Black Money for White Nights
Bulgarie, 2026
De Kristina Grozeva & Petar Valchanov
Durée : 1h35
Sortie : –
Note : ![]()
VOYAGE AU BOUT DE L’ENFER
Qu’il s’agisse du cheminot trouvant une montagne de billets par hasard dans Glory ou du veuf qui tente de communiquer par téléphone avec sa femme défunte dans La Saveur des coings, les existences dans les films du duo bulgare Kristina Grozeva et Petar Valchanov sont soumises à l’absurde et à l’arbitraire. Il y a chez Grozeva et Valchanov un vertige de possibilités pour les protagonistes, mais celles-ci semblent toujours entravées par les vies étriquées des gens de tous les jours.
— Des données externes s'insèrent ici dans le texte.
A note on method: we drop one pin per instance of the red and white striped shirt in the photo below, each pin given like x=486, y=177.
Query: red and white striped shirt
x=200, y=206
Black Money for White Nights, leur nouveau long métrage dévoilé en compétition à Karlovy Vary (où le duo a été sacré en 2019), ne fait pas exception.
Lorsque Marina, la soixantaine, ajoute de nouveaux billets de banque dans sa boite bien cachée chez elle, on se doute immédiatement qu’il va arriver quelque chose à ce pactole. Marina et son époux Gosha rêvent de nuits blanches en Russie – c’est là le voyage d’une vie. Mais là encore, les petites existences se heurtent à quelque chose de bien plus grand qu’elles : l’attaque russe en Ukraine. Ce drame-là est évidemment d’une toute autre ampleur, et l’échec de ce voyage qui tombe à l’eau (pour diverses raisons explorées malicieusement dans le film) revêt une dimension pathétique, là aussi propre au cinéma de Grozeva et Valchanov. Il y a du rire dans le malheur, il ne reste parfois plus que ça, et voilà un moteur de comédie plutôt efficace dans Black Money for White Nights.
Le long métrage ne se limite pas à de la moquerie et la fable à mauvais esprit farceur peut aussi être une chronique angoissante. Marina et Gosha qui courent après un bus, qui courent après un taxi, qui finalement ne peuvent aller nulle part, traversent un cortège de Pride. Les deux sexagénaires, dans cette scène, ne semblent pas du tout dans leur élément, mais en réalité Marina et Gosha ne sont plus dans leur élément où que ce soit. « Pourquoi vous n’avez pas choisi un pays normal ? » demande avec une honnêteté drolatique la sœur de Marina. Tout est hors de contrôle dans Black Nights…, et le vieux couple Marina/Gosha ne peut tout simplement plus s’adapter au non-sens brutal du monde d’aujourd’hui.
L’argent, comme précédemment chez les cinéastes, est à nouveau au centre du film, et cela a un impact puissant dans un monde où les inégalités se creusent impitoyablement. Black Nights… raconte des rapports humains dégradés jusqu’au cœur de la famille. On rit un temps dans le long métrage, puis plus du tout : à quel point et jusqu’où la vie peut-elle casser la gueule aux gens ? Oui, la vie continue pendant le générique de fin, mais dans quelles conditions ? Si Black Money for White Nights perd parfois son tempo et peut manquer de surprise si l’on connait le cinéma de Grozeva et Valchanov, le film propose néanmoins un commentaire mordant sur l’enfer absurde du quotidien.